Funds Disappoint Bank Broker/Dealers
March 5, 2001
Investors ran for cover during last year's fourth quarter, dampening the productivity of broker/dealers selling investment products through banks.
Bank broker/dealers averaged $19,737 a month in gross commissions on sales of financial products during the fourth quarter, a decline of 17 percent from the previous quarter and a 27 percent drop from the fourth quarter of 1999, according to Ken Kehrer Associates, an independent consulting firm in Princeton, N.J.
The fourth quarter represented the first time monthly commissions for broker/dealers sank below $20,000 since the first quarter of 1996, according to a report by the firm. The December average, $17,638, was the lowest since December 1997.
"Brokers working in banks had been improving every year so it's been a real setback to go back to 96," said Ken Kehrer, president of Ken Kehrer Associates.
Fourth quarter productivity levels represented a major setback in a year that began on a bullish note. After establishing a record-setting monthly average gross of $31,209 during the first quarter of the year, broker/dealers saw their monthly take decline for eight of the remaining nine months of the year, the firm found.

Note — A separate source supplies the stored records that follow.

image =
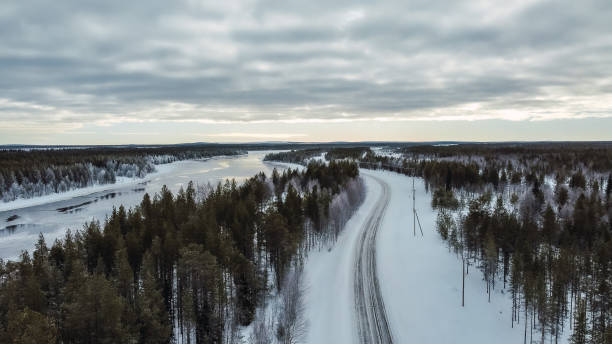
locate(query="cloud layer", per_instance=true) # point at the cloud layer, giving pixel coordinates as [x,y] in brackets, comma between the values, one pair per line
[69,63]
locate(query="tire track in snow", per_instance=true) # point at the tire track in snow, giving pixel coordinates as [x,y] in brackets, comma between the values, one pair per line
[370,308]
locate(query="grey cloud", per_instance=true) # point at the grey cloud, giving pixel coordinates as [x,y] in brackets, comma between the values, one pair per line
[261,61]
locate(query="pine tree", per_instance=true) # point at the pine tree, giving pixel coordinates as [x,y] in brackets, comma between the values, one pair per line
[580,324]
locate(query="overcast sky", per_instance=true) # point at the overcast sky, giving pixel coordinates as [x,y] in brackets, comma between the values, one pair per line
[87,72]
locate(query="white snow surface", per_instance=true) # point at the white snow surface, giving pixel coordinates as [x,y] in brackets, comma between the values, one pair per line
[420,280]
[60,196]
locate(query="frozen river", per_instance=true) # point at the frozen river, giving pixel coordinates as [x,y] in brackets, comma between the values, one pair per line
[19,228]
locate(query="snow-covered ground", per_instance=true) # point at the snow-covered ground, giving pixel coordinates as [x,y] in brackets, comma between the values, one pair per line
[60,196]
[52,215]
[328,278]
[420,279]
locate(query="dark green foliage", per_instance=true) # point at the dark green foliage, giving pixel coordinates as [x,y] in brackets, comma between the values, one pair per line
[170,260]
[443,198]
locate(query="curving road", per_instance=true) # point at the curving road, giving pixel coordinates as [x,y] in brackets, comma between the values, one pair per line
[370,308]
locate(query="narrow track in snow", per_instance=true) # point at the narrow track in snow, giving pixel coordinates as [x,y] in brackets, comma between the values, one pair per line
[371,319]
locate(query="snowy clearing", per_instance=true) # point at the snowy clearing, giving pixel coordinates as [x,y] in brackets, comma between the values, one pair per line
[121,181]
[420,280]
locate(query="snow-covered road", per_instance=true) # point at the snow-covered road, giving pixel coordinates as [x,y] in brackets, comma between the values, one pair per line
[419,279]
[370,307]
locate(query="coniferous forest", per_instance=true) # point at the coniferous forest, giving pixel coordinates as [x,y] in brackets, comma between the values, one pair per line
[535,219]
[38,172]
[178,267]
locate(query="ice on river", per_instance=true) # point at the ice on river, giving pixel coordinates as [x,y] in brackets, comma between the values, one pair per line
[52,215]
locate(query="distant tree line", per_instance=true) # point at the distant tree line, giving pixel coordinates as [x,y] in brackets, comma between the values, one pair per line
[176,268]
[32,173]
[353,153]
[294,156]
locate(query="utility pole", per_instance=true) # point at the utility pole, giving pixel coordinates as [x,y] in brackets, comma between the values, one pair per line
[415,216]
[413,208]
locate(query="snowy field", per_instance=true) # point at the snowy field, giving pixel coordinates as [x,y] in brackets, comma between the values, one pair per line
[420,280]
[53,214]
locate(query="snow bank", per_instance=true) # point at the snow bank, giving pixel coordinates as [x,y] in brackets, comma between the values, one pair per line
[328,278]
[60,196]
[421,280]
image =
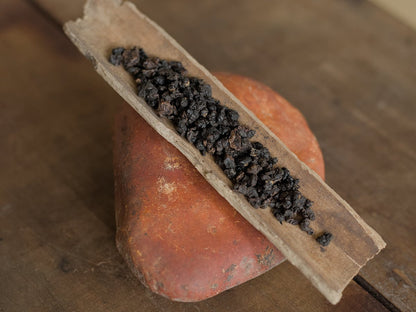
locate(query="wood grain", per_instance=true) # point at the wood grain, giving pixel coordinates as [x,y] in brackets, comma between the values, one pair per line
[57,248]
[344,64]
[111,23]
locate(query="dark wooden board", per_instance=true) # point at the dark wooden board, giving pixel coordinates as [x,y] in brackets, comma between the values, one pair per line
[57,219]
[354,83]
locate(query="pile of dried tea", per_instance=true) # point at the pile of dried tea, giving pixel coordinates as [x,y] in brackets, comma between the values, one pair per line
[214,129]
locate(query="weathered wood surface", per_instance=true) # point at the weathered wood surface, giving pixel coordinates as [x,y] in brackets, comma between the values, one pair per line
[56,203]
[345,64]
[111,23]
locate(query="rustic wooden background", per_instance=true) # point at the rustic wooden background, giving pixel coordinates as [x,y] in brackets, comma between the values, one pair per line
[348,66]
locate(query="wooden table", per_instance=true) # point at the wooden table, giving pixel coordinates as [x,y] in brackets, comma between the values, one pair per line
[349,67]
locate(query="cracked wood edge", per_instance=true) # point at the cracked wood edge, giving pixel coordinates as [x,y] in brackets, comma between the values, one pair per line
[110,23]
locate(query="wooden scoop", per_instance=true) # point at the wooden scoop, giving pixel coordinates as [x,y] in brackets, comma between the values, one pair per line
[110,23]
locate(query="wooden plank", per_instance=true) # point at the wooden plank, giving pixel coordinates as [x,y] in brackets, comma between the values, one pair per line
[345,65]
[111,23]
[56,203]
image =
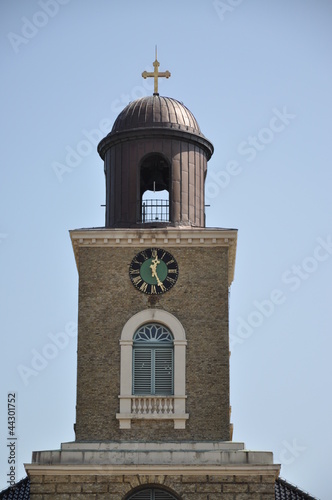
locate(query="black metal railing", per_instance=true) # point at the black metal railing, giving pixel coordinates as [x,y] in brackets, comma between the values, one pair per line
[155,211]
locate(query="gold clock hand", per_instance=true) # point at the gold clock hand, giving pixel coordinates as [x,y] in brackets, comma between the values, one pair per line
[153,268]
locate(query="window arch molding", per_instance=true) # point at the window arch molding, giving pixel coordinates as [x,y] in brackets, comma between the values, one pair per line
[128,411]
[151,492]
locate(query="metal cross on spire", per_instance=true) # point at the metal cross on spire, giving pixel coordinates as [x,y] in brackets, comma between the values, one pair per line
[155,74]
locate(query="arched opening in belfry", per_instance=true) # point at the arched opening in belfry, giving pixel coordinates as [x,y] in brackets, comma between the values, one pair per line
[154,189]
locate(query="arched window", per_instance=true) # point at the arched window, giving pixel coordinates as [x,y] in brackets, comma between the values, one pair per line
[153,369]
[153,360]
[152,494]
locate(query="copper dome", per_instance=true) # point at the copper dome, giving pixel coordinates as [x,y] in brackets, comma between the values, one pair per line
[156,111]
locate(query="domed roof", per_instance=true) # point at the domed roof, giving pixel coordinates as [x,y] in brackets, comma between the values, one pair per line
[156,111]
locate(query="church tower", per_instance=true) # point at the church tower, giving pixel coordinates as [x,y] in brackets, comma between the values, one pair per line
[153,409]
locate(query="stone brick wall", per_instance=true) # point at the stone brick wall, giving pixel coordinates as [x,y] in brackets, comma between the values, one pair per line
[107,299]
[118,487]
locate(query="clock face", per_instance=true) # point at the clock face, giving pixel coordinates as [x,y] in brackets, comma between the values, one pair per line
[153,271]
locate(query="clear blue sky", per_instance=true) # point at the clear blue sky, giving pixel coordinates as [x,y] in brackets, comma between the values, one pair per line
[257,76]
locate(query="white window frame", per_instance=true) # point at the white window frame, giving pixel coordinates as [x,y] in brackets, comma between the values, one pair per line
[127,399]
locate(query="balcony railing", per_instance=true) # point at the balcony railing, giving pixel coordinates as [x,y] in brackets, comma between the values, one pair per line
[155,211]
[152,405]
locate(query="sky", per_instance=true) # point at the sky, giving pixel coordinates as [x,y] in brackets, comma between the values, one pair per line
[257,76]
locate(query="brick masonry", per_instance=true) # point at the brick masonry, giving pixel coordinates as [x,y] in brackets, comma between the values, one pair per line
[118,487]
[107,299]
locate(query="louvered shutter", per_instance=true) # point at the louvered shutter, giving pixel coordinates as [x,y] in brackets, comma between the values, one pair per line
[142,371]
[163,371]
[152,494]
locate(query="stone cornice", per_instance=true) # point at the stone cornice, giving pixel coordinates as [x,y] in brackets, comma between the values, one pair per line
[185,470]
[163,237]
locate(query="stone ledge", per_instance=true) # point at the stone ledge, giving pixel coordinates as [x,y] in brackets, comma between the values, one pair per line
[151,454]
[147,470]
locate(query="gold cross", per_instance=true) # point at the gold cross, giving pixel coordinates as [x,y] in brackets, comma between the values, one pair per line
[155,74]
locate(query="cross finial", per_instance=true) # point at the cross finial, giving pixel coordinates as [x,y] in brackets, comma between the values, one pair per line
[155,74]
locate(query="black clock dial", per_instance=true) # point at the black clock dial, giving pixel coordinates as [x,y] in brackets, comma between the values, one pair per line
[153,271]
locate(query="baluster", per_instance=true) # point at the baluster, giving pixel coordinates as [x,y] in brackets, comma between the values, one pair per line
[139,406]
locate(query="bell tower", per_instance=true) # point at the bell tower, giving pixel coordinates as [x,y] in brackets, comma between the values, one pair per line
[153,406]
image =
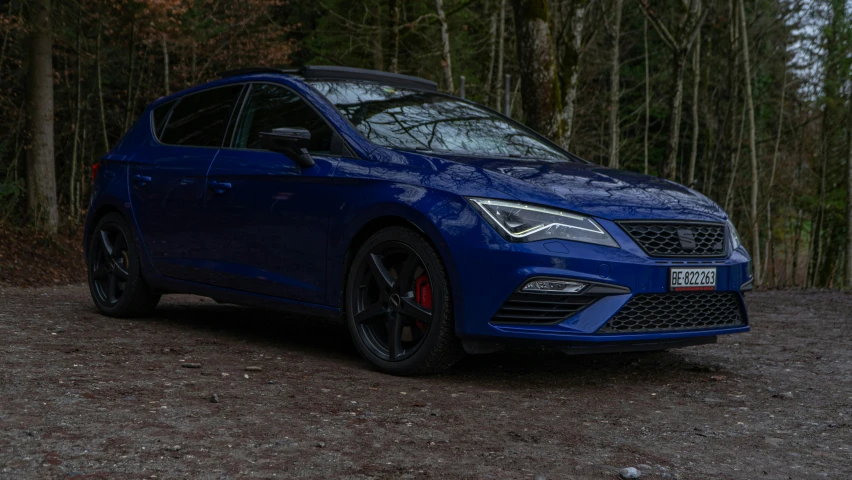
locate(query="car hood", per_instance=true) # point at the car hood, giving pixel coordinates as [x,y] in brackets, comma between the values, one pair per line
[594,190]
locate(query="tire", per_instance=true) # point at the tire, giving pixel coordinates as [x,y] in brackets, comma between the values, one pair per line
[380,304]
[115,271]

"It's been a real roller coaster for the broker/dealers," Kehrer said.
Licensed branch bankers selling financial products saw their gross commission revenue sink too. Their monthly gross for the fourth quarter was $1,418, down 24 percent from the previous quarter and 17 percent from the last quarter of 1999. Commissions from mutual fund sales in banks, a staple for broker/dealers in recent times, withered last year and for the first time since the 1980s, broker/dealers earned more from fixed annuity sales than from mutual fund sales, the report said.
"Revenues dropped for all products but for annuities, it dropped just a tad," said Kehrer. "Annuities have become a safe harbor in the face of market volatility."

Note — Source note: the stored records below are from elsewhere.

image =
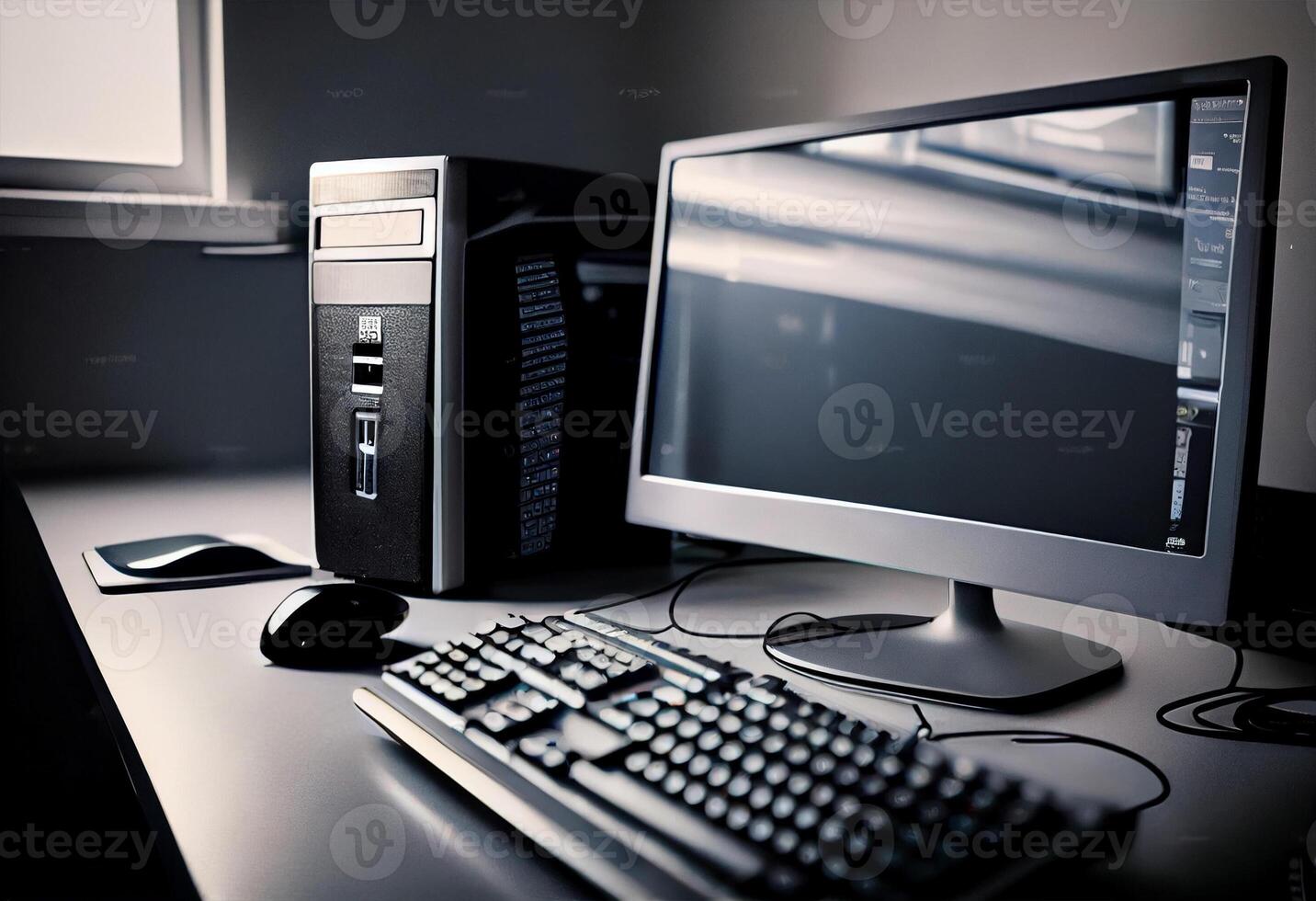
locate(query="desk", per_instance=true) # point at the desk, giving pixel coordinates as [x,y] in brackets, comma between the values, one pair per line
[253,766]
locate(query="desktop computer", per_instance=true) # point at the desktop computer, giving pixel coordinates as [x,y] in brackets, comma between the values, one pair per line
[1016,343]
[1012,341]
[474,349]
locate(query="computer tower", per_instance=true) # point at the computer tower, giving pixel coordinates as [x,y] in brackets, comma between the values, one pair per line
[475,331]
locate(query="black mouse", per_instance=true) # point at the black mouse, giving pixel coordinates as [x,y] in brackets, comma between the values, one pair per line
[334,624]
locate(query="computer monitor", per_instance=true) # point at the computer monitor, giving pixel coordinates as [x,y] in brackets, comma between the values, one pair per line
[1012,341]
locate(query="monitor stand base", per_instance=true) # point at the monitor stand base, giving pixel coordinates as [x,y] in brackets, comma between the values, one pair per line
[966,655]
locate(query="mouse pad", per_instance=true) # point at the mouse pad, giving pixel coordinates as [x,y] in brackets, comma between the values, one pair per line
[1270,699]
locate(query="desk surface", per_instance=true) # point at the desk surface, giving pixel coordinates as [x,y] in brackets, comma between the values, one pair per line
[255,767]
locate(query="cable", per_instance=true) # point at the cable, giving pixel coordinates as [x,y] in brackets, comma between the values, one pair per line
[1048,736]
[728,564]
[679,585]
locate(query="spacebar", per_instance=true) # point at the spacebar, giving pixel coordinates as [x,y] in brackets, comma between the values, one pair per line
[674,821]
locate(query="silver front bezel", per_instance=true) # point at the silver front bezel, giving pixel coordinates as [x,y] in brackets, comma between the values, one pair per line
[1082,571]
[442,241]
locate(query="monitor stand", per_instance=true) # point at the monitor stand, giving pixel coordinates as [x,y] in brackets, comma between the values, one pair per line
[966,655]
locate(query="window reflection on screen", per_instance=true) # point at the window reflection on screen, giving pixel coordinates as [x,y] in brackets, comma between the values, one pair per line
[981,320]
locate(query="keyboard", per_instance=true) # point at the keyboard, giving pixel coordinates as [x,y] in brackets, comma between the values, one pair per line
[657,772]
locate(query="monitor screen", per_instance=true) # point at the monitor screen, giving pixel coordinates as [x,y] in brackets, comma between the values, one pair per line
[1016,320]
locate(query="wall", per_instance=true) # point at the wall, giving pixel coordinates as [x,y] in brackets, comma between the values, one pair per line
[593,94]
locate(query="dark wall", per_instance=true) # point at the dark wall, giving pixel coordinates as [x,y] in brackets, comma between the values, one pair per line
[587,93]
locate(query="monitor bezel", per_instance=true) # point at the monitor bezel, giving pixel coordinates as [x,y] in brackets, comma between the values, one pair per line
[1175,587]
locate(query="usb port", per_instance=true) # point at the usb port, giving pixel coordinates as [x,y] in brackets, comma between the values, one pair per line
[366,438]
[368,368]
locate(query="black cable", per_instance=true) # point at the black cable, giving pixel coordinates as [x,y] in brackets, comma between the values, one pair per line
[1048,736]
[746,562]
[679,585]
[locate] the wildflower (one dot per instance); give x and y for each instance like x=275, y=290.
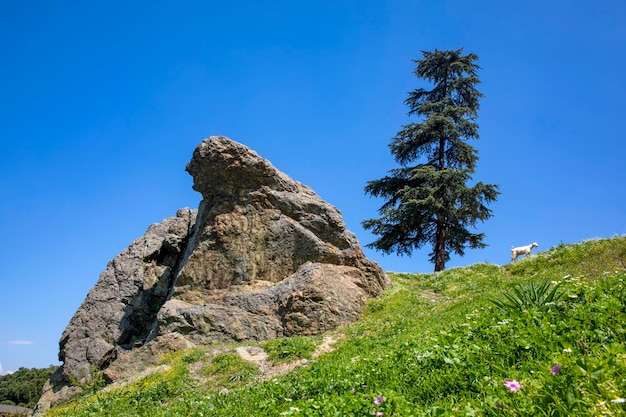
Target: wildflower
x=512, y=384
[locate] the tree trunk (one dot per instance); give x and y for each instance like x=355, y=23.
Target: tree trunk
x=440, y=248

They have also become a favorite of licensed branch bankers.
"Many banks have trained their bankers to sell fixed annuities because many brokers don't like to sell them," Kehrer said. "To the brokers, annuities aren't an investment. Investments have to do with the stock market."
The mix of financial products sold through banks is moving away from mutual funds and toward annuities and individual stocks and bonds, the report said.

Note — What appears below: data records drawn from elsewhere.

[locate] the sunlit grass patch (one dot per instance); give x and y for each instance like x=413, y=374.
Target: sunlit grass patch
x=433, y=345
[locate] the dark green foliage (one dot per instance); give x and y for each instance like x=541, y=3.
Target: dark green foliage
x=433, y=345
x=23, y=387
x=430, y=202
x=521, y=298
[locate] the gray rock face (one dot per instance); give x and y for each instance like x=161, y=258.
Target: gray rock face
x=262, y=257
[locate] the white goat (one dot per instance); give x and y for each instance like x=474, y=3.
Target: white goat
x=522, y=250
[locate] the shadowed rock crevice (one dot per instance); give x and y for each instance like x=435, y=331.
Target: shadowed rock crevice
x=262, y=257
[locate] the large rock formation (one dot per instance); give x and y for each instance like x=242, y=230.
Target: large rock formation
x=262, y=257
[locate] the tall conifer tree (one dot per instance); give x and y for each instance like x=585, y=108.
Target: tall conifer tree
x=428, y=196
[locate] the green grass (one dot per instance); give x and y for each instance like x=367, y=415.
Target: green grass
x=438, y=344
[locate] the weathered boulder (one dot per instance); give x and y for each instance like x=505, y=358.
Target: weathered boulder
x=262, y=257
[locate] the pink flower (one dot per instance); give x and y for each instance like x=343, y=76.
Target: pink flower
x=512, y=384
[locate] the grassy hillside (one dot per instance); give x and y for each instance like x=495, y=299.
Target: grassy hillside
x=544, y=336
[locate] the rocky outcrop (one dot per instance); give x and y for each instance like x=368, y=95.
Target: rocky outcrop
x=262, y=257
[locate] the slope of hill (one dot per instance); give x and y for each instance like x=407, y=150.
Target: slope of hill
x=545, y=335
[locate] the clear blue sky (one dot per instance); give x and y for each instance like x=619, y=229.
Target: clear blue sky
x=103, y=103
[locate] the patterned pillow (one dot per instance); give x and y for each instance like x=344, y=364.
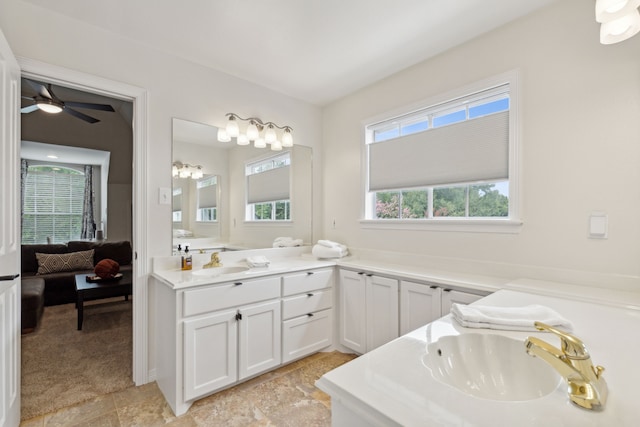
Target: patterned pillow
x=54, y=263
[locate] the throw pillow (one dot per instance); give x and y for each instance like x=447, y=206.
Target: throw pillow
x=55, y=263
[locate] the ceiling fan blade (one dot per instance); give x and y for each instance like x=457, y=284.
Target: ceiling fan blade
x=80, y=115
x=40, y=88
x=103, y=107
x=29, y=109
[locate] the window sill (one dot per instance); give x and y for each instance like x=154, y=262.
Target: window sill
x=508, y=226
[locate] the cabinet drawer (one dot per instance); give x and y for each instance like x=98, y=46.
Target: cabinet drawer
x=306, y=303
x=306, y=334
x=306, y=281
x=231, y=294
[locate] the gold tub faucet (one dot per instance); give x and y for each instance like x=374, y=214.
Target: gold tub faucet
x=587, y=387
x=215, y=261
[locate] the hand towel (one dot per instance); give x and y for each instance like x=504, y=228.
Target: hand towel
x=320, y=251
x=257, y=261
x=507, y=318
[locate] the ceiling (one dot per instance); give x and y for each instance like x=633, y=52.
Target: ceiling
x=313, y=50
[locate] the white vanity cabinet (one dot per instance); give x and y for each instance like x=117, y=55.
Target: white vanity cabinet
x=307, y=313
x=422, y=303
x=368, y=310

Mutual fund sales accounted for 26 percent of broker/dealer revenues in the fourth quarter, a dip from 29 percent in the previous quarter and from more than 30 percent in the first two quarters of the year. The share of broker/dealer revenue attributed to variable annuities also slipped during the period. They accounted for 20 percent of broker/dealer revenue compared with 23 percent in both the third and fourth quarters. That represented a seven percent drop from the last quarter of 1999.
But the revenue share from fixed annuities increased slightly during the period, from 24 percent in the previous quarter to 27 percent in the last. Their contribution to broker/dealer revenues has been on the rise for seven of the past nine quarters. Seven quarters ago, in the second quarter of 1999, fixed annuity revenues accounted for only 18 percent of broker/dealers' revenues.
Although investors began shunning mutual funds sold through banks in the fourth quarter, they have not written off equity investing, according to the report. Broker/dealer revenues from general securities transactions rose to 11 percent during the fourth quarter from nine percent in the previous quarter and nine percent in the fourth quarter of 1999. In the past, volatile market conditions have driven bank investors away from all equity investing, the report said.
"But the latest market setback has had a quite different impact on investors who invest where they bank: they are shifting away from mutual funds toward individual securities trading," the report said. "This behavior seems to mirror the trends in the broader securities market."